From the beginning, something about the workers’ compensation claim—indeed, something about the claimant herself—didn’t seem right.

Defending a major manufacturer and its insurer against the claim, Goldberg Segalla’s Ryan K. Allen was determined to ferret out the truth.

A woman in her 40s who had worked for several years as a brazer for a major manufacturer, repairing cracks in engine parts by filling them with molten metal, was claiming the company hadn’t responded properly to her sexual-harassment complaint against a co-worker. Consequently, she had suffered psychologically, according to her claim, and had been unable to work anywhere ever since.

Ryan, a member of Goldberg Segalla’s Workers’ Compensation Practice Group, has handled more than a few such claims. Through experience, he knew that cases involving a plaintiff who alleges suffering mentally because of someone else’s action or inaction call for investigating the plaintiff’s medical history for past or pre-existing psychological issues. Through perseverance, Ryan got what he needed to complete that investigation; after numerous attempts, he compelled the plaintiff, at the direction of the workers’ compensation board, to sign medical releases allowing him to see the woman’s medical records.

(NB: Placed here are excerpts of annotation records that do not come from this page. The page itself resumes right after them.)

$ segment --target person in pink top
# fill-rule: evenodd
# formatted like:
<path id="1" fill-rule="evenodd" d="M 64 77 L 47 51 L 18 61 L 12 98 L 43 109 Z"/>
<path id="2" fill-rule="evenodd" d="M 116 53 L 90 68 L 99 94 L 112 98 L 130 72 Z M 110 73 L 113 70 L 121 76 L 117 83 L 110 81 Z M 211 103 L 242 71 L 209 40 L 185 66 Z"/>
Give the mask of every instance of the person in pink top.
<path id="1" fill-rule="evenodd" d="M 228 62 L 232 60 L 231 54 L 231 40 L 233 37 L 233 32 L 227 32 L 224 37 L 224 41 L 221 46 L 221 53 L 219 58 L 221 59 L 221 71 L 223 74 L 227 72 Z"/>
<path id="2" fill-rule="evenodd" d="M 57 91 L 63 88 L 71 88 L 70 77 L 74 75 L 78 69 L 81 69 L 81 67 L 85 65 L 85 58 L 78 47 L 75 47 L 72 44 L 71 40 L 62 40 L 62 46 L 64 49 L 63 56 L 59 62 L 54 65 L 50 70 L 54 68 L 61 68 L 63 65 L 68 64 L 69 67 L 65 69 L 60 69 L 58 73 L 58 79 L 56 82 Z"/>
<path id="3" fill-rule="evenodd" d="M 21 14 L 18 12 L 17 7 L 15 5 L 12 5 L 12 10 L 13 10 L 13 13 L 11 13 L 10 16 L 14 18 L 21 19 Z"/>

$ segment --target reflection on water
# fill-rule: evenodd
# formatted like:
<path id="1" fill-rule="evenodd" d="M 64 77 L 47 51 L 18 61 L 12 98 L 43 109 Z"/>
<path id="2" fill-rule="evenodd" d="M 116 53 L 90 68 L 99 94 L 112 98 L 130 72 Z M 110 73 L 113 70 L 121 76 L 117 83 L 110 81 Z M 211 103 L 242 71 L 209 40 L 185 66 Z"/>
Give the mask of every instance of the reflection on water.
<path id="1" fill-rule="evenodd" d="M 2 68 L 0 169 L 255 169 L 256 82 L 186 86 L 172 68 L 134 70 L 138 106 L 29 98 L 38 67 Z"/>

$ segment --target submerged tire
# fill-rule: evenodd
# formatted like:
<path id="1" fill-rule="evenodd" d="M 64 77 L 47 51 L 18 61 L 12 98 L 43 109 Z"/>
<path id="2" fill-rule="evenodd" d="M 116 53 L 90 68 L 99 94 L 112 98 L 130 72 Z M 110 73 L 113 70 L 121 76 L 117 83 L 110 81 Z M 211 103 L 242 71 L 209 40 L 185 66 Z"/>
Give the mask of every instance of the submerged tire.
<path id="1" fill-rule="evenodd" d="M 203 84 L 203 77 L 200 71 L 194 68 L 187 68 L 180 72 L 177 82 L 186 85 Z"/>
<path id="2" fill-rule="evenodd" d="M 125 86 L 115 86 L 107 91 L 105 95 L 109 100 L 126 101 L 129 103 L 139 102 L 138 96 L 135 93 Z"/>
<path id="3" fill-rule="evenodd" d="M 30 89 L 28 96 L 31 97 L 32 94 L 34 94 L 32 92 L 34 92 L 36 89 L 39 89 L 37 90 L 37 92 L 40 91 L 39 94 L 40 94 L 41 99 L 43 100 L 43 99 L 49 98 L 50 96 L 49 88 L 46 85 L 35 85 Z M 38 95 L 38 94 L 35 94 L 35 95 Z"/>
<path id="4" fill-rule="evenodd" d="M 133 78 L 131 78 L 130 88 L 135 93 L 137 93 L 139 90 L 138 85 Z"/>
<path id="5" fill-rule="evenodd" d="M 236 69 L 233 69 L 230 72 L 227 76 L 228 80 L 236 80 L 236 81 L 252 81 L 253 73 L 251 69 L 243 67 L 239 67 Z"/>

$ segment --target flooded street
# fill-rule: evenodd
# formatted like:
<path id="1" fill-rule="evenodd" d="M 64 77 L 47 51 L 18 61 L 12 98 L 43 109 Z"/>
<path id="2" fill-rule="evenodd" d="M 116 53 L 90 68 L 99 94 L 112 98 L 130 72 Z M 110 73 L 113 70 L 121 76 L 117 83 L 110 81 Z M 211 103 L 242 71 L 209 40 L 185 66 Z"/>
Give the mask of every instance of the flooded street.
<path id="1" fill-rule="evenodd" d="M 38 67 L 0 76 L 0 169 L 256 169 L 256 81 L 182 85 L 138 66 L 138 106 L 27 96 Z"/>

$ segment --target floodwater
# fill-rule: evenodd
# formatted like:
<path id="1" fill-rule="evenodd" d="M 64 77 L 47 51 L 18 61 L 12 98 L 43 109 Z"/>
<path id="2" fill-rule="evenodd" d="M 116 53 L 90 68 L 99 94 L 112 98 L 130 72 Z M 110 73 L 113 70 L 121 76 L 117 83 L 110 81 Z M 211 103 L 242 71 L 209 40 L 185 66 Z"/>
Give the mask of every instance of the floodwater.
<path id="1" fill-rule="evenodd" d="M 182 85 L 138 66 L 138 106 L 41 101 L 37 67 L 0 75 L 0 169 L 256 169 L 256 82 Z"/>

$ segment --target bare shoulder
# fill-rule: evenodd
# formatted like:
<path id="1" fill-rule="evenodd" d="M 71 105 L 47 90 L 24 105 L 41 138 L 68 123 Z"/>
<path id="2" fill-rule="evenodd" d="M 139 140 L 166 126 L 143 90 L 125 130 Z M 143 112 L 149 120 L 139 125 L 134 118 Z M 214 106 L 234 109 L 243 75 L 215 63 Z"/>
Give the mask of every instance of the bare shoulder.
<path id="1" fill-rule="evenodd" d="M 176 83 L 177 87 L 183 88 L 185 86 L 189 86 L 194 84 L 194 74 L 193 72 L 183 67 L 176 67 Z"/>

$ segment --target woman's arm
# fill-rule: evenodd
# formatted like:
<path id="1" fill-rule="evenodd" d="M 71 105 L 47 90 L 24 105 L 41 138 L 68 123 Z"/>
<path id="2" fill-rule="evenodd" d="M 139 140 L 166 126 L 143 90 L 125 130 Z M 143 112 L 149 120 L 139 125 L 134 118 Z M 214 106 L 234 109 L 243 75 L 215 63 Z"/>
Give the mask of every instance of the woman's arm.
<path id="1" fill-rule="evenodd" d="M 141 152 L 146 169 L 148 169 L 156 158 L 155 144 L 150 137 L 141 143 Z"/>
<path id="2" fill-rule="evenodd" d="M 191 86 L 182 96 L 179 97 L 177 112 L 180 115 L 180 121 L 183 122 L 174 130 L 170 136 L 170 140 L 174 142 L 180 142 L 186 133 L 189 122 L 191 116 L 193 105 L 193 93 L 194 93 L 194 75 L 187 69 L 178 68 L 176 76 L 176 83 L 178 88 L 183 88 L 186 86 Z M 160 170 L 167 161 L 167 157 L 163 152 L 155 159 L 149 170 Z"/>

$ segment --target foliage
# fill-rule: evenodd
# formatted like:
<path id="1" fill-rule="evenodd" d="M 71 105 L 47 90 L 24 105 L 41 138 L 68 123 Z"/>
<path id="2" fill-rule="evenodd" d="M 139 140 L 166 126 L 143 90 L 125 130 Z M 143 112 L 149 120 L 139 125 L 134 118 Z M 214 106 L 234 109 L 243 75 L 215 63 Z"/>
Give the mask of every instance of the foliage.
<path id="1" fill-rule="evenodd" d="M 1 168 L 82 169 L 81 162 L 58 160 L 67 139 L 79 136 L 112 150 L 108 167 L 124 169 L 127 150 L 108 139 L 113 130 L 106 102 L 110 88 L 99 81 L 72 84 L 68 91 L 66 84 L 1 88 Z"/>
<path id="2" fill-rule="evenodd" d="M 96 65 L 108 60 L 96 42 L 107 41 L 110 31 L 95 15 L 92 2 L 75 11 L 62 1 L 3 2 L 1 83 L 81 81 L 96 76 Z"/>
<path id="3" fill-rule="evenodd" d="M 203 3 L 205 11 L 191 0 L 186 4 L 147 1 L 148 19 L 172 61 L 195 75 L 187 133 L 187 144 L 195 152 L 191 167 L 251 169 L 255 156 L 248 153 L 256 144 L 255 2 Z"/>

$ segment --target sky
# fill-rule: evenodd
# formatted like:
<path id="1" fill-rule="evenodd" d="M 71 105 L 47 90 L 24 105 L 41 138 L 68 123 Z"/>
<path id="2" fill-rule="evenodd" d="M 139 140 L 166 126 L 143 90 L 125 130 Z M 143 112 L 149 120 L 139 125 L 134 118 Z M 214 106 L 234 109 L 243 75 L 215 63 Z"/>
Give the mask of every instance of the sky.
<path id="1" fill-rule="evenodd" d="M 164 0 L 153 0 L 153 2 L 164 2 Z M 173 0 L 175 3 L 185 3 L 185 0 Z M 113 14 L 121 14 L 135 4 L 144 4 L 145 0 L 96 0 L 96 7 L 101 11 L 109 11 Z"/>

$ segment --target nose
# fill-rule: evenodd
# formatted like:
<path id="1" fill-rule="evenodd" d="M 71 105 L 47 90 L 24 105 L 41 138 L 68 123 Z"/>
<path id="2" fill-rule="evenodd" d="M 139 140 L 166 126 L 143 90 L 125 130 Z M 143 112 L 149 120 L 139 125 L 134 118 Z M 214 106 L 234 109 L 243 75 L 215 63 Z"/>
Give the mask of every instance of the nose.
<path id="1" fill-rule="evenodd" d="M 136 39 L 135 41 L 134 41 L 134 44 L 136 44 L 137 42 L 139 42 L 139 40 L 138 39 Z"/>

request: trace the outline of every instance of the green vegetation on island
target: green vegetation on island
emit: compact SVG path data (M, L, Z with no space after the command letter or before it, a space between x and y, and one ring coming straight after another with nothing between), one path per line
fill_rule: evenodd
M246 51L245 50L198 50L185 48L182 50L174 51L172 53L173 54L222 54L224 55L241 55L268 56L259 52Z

Though Ryan’s approach to the case was typically self-assured and methodical, it also was informed by a certain sense of urgency and a commitment to do everything he could for his client. At stake was a lot of money; though the claimant wasn’t asking for a specific amount, she was claiming permanent disability and wage loss. Because of what had happened to her at the manufacturing plant, she maintained, no longer could she work there or anywhere else. Were her claim approved, Ryan’s client would be liable for untold millions of dollars.

So what the attorney found in the claimant’s medical records, though not entirely surprising, was a welcome if sad discovery: The woman had been undergoing treatment for mental illness for more than 20 years, since well before she started working at the manufacturing plant. Nothing had changed. 

At the hearing that followed, the judge—presented with these findings as well as the results of an independent medical examination of the woman, her doctor’s deposition, and her on-the-record, categorical denial of a pre-existing condition—denounced the claimant’s story as an “egregious misrepresentation” of the facts.

In June 2018, the workers’ compensation board disqualified all future indemnity benefits and rescinded all of the claimant’s past indemnity benefits as well as the woman’s attorney’s fees. In July, the woman’s appeal failed unanimously.